I actually even got online yesterday and told Will about it. We hung out last week--he came over. I went down on him...and it was kind of weird after. After he came, he kind of rolled over and put his arms around me. Sometimes he'll do that before we do anything, but not usually after. We kind of cuddled for a few minutes, then he put on his boxers, and we kept watching DVDs. That was pretty normal. But the whole snuggling after was a little odd. And when he left, I felt like he was going to hug me, but I kind of walked towards the door, and he backed off a bit.

However, he didn't seem weirded out when I told him about my date, so hopefully that other stuff doesn't mean anything. I know I've said this before, but again, I'm probably overanalyzing things because I don't have anyone to talk to about this. Oh yeah, but one other thing--Will asked what I was doing the next few weekends. Again, not sure why. He's starting a new job, so that'll be his only time off, maybe he wants to limit things to the weekend. Lately we've only been doing stuff during the week, since I make it known to him that I'm very busy on weekends. And I am. I have a pretty active social life, but I don't go out much during the week, so that's when Will and I have been hanging out.

But how bad is this...when I was on the date, I immediately thought the guy was much less attractive than Will...not to mention overweight, and Will is definitely not that. Sleeping with Will is kind of spoiling me...unfortunately for me and for any guy I'm trying to date, Will is slim and very attractive...so of course I feel like any guy I date has got to be just as or more attractive than Will.

Mike talked to me today...saying he wanted to watch more of a show I apparently got him hooked on the last time we hung out (which I also showed to Will the last time we hung out)...so wonder if I'll be seeing him anytime soon. At least he's a good kisser...Will and I haven't really been kissing lately...he's a great kisser, but it was just a bit awkward...so lately we've been skipping it. So maybe I will hang out with Mike....who knows.

Saturday, January 3, 2009

More shopping with Will

So it's January. I realize that mine and Will's non-relationship has lasted longer than our actual relationship did. I don't know what that says about me. Or him.

Yesterday we went to a couple of "stripper stores" to look for outfits. Okay, can I just say how weird that is? He actually suggested it. I think it was weirder for me than it was for him. We didn't get anything. It's obviously been awhile since the last outfit was purchased, so I can tell he's getting anxious, especially since I think he's seen all of my corsets and bustiers. We've already picked out some new shoes. I think he'd actually buy them for me, but I have got to throw down some cash for some sort of new outfit. The problem is that I really find it difficult to spend money on things that are only for him, since we're not in any sort of relationship. I mean, man, if he would have told me he was into this kind of thing when we would have been dating, I would have been all over that. But Will's happiness isn't really a priority for me. And I still can't believe he never brought this up while we were dating.

But oh, last night after we got back from our shopping...the sex continues to be so good.

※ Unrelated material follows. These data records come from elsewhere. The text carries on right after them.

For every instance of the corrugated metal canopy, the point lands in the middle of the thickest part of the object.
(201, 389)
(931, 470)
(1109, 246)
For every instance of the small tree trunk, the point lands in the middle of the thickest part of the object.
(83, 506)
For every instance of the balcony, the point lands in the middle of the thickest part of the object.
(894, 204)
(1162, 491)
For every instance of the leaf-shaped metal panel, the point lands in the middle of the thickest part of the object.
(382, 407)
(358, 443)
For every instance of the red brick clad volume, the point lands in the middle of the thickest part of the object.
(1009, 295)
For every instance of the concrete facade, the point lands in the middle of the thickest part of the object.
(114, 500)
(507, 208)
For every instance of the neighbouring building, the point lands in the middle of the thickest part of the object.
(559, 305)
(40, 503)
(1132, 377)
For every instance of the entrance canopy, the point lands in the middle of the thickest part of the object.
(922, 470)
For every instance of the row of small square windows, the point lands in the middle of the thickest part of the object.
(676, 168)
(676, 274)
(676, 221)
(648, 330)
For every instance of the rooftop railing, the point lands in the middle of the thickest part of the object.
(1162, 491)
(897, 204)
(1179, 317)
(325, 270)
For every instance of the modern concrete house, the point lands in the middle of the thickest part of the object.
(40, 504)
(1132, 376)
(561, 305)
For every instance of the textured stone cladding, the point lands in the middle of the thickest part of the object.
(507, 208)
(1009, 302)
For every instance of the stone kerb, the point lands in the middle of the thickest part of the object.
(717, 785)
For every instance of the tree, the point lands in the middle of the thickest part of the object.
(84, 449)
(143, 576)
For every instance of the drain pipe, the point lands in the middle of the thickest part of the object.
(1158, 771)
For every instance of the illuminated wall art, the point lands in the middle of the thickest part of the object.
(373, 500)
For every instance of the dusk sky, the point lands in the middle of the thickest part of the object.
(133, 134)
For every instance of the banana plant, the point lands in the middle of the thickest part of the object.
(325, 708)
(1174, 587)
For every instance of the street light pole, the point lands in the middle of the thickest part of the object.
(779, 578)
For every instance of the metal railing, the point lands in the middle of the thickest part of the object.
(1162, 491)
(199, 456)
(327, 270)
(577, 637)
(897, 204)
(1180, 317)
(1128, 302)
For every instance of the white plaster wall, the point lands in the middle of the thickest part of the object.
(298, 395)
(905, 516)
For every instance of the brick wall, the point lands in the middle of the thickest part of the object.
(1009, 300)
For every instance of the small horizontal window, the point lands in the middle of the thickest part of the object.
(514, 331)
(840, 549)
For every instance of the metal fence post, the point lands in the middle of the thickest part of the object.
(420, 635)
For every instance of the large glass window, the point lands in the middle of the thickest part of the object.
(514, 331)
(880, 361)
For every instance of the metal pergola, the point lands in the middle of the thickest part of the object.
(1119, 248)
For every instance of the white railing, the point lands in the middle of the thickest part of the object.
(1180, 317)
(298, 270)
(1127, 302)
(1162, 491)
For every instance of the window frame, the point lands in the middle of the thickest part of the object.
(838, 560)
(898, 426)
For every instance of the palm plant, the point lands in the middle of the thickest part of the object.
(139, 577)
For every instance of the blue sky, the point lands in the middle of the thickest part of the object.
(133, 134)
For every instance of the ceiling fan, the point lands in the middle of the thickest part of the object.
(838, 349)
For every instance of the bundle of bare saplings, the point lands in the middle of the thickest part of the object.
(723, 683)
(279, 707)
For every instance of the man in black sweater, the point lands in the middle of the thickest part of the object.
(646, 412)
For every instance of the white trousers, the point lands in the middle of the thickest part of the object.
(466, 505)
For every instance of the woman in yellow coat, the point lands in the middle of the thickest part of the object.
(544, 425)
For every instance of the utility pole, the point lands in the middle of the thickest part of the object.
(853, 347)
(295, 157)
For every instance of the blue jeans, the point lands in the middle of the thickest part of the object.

I came kind of quickly, since it'd been awhile since we'd had sex, but still he came right after I did. If I get off first, he always immediately comes after me. It's really nice. I enjoy the fact that he gets off just from me getting off...Liam was like that too. I guess it's particularly satisfying with Will though, because I still think he is genuinely disappointed if I don't get off. And I don't like to disappoint!

We hung out for quite awhile afterwards too. I'm not even sure why. I mean, it was Friday night and everything. I already have plans tonight (and Aaron is going to be there--I get to see him with his rail-thin blonde girlfriend who hates me for obvious reasons, blech), so I didn't mind staying in...can't go out every night. Will also apparently had a lackluster New Year's Eve, and he had to listen to me talk about the amazingly fun party I attended. (However, I did not tell him about the sexy guy I was kissing there...again, like the thing with Jacob, I think I needed some affection.)

Now that all the holiday craziness is dying down, I wonder if it's time for me to actually start finding a guy to actually date. Between all the stuff with Will and Liam plus the holiday season, I had been too busy to date. Of course, there's still the trouble of actually finding someone...man, I just hope whoever I end up finding is as good in bed as Will.